Wave propagation in a basally-actuated robotic filament

Breaking of time-reversal symmetry is necessary for drag-based propulsion at low Reynolds number. Many eukaryotes self-propel using active filaments (particularly cilia), which propagate asymmetric beat patterns though the fluid due to the coordinated action of dynein motors. For a flexible passive filament however, purely basal actuation is generally thought to be insufficient to achieve the large-amplitude bending waves observed in biological cilia. However, in the context of engineering applications, the actuation of filaments via an applied oscillating torque at the proximal end is an effective and parsimonious design.
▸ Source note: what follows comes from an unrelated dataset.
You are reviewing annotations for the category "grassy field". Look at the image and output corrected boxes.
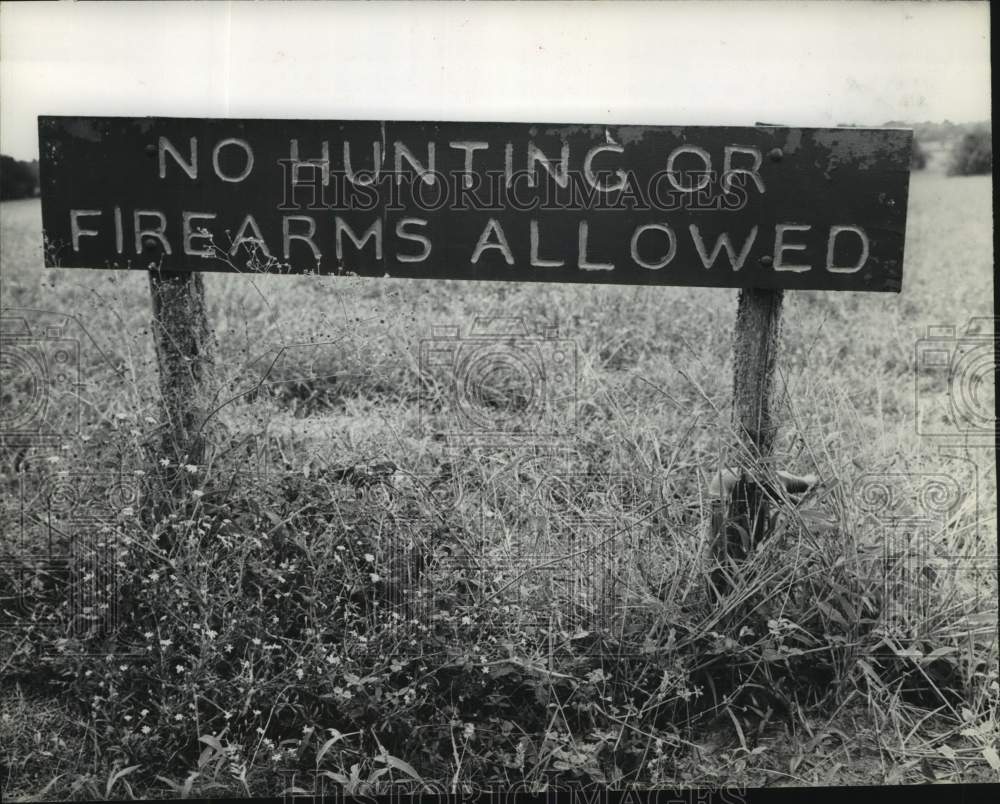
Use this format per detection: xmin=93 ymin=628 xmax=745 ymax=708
xmin=0 ymin=173 xmax=1000 ymax=800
Here we present a simple realisation of enhanced wave propagation in a macroscale robophysical model of a cilium. The artificial cilium, about 5cm in length, beats in a high viscosity fluid to recover low Reynolds number fluid mechanics. Building on previous designs (Diaz et al, 2021), our robotic cilium consists of multiple passive rigid segments connected by hinges and is symmetrically driven by a basal motor. By introducing mechanically asymmetrical hinges, we produce an asymmetrical beat pattern from purely symmetric basal driving. We investigate the effect of link-number on the beat pattern, and compare the resulting waveforms with predictions from a theoretical and computational model of a proximally-driven filament with differential bending stiffness. Finally, we investigate the hydrodynamic pairwise interaction of two cilia.